Sunday, August 3, 2008

Death, Introspection, Self Actualization, A Cow


I haven't posted for about a week due to a tragic freak accident in my family involving a motorcycle and a black cow crossing a dark country road. This event, and the necessary and appropriate emotions and time spent with family left me with a lot of things I felt I needed to spend some time with.

When someone dies, people take stock of what they have left. If I died today... what would I regret? Am I happy.. and is that enough? How do you measure a life? I feel a strong sense of my own mortality, and get very introspective. In this specific instance, I made some macabre cow jokes with my husband to self-medicate against the senselessness of the absurd world we live in. Inappropriate, I know. We do what we can to get by. Humans are a very adaptable species. 
At this point in my life I feel pretty ok with who I am and where I'm going. After all, it was only a little over a year ago that I found out I was losing my job and in the midst of the panic and self-doubt I realized I had wasted some years of my life and was not living my life on my terms. 
It was then that I began to redefine my values and accept that I would need to take more risks in order to do what I love.
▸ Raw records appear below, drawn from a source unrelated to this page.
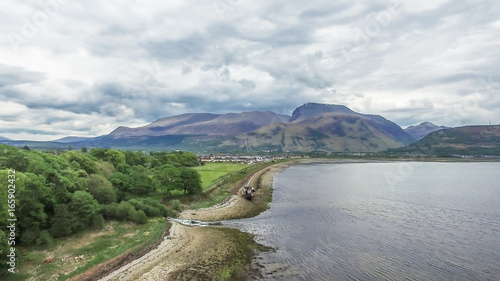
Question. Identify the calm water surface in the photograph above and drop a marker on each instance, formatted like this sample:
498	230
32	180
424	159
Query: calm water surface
382	221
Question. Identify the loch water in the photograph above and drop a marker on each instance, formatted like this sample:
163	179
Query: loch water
381	221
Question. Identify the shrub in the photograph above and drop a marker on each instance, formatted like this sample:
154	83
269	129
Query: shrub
125	211
140	217
97	221
44	239
110	211
176	204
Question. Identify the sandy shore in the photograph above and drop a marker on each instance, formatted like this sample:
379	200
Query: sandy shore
205	253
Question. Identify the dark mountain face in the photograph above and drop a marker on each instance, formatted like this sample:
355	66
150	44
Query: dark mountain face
312	127
309	110
422	130
469	140
203	124
332	132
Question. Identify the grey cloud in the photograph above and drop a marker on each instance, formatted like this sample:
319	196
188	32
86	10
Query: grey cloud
13	75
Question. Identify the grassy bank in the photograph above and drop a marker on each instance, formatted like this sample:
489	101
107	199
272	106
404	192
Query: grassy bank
225	186
76	254
211	173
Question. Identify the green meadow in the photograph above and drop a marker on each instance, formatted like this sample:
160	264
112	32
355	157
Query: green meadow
212	172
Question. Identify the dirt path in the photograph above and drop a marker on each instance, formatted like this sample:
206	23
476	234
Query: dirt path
204	253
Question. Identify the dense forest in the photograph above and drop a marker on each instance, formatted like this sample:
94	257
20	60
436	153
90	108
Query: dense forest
58	194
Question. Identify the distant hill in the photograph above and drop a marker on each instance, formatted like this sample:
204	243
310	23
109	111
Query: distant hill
312	127
422	130
333	132
469	140
309	110
206	124
71	139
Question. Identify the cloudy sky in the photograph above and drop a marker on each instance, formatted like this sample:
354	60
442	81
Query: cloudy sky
82	68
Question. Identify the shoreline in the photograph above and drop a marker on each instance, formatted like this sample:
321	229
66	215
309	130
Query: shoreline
183	252
190	252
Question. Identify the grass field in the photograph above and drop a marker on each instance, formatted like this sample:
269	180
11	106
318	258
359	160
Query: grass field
211	172
94	247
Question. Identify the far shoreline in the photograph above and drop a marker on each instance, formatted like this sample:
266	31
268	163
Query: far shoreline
160	260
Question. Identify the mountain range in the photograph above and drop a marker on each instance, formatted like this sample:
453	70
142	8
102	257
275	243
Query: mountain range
422	130
311	127
468	140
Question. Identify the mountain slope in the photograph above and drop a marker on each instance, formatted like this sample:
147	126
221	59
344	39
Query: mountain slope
334	132
309	110
203	124
71	139
469	140
422	130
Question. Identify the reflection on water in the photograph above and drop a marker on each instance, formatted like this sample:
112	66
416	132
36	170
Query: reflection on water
345	222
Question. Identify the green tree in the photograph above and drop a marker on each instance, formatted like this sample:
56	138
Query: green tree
61	222
101	189
82	208
140	217
33	198
142	181
122	183
191	181
115	157
169	178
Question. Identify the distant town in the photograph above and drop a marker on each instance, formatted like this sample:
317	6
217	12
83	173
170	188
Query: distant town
244	159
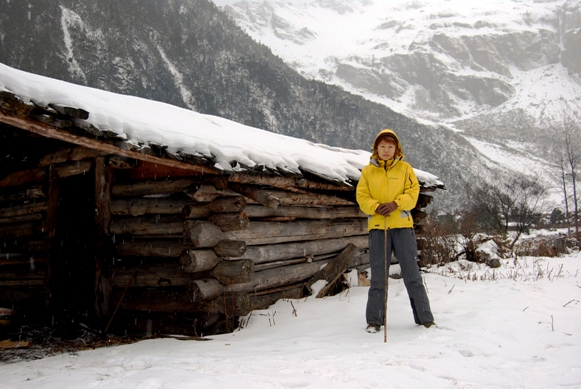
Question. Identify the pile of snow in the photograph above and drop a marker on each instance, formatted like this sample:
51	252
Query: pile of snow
232	145
518	332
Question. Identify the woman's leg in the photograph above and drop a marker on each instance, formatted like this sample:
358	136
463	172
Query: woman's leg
405	249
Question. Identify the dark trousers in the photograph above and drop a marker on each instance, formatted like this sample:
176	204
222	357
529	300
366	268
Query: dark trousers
402	241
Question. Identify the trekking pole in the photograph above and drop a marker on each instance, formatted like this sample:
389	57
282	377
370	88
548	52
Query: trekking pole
386	280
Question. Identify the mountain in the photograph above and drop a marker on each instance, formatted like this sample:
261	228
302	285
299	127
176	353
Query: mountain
503	74
191	54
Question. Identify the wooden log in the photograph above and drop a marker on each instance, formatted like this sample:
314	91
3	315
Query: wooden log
70	111
335	267
24	246
230	221
153	276
25	177
424	200
233	272
51	221
418	215
148	206
230	248
287	198
103	250
11	103
55	133
69	154
260	233
278	277
23	230
206	193
120	162
229	304
284	182
287	262
264	299
203	233
166	300
37	175
193	261
228	204
21	219
275	252
21	210
153	187
31	193
205	289
256	194
193	211
148	225
149	248
257	211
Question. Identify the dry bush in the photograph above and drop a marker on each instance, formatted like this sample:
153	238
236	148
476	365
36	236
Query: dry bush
438	243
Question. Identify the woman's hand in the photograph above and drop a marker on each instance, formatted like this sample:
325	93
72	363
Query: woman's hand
386	208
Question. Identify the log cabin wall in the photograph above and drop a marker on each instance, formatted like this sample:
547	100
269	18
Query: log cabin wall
93	230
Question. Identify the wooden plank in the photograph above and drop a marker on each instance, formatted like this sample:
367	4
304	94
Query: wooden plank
335	267
279	276
20	194
151	248
52	255
25	177
284	182
153	276
103	257
279	232
144	188
56	133
38	175
154	206
257	211
70	154
275	252
256	194
21	210
147	225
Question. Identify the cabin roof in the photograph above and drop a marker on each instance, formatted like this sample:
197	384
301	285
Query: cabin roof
150	130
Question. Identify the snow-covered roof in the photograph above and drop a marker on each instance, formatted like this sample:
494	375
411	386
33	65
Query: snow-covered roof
229	145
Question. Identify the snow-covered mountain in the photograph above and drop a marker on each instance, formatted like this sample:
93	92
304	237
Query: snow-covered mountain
505	74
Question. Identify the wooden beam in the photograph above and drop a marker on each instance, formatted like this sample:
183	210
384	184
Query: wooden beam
49	131
103	289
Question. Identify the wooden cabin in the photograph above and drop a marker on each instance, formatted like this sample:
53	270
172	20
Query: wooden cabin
131	236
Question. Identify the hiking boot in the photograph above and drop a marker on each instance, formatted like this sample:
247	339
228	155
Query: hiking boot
373	328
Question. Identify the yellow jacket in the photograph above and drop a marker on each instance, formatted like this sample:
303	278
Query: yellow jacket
386	181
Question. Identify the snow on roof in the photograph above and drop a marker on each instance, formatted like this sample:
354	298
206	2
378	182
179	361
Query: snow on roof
231	146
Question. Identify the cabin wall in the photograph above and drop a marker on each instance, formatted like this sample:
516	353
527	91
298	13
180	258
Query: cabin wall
141	247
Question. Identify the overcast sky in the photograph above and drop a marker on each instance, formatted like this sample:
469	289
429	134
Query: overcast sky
224	2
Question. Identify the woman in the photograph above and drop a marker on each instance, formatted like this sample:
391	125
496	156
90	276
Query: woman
387	191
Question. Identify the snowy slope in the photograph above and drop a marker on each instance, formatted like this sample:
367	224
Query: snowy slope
516	327
504	72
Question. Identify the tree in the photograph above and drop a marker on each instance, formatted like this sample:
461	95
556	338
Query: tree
516	203
571	157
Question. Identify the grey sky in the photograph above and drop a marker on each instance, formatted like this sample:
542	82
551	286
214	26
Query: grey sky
224	2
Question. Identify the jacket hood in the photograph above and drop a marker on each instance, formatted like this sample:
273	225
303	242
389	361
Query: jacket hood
398	153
Now my goal is to stabilize and grow my own business to a level at which my husband is able to be liberated from his demanding job with long hours so that we can spend more time together and have the freedom to choose our own path. 
I know we rarely get to choose our demise... but I'd be okay with a shocking, abrupt, and completely unpredicted death by cow. It's senseless and bizarre, but no one is to blame. It's just... one of those things, and maybe.... in a few years, my death would be immortalized in family toasts. The cow was unharmed. 

2 comments:

Anonymous said...

These things happen, as strange as they can be. Very sorry for your loss. Life has a way of jerking our heads around to what is important, using many things, and I guess sometimes a cow. Your post was actually quite insightful and thoughtful.

Kim Bagwill said...

I'm sorry for your loss. Coming from rural Illinois, it doesn't sound all that bizarre. Great post and that is also my fiance's and my goal, to be able to spend time together being creative. Good luck.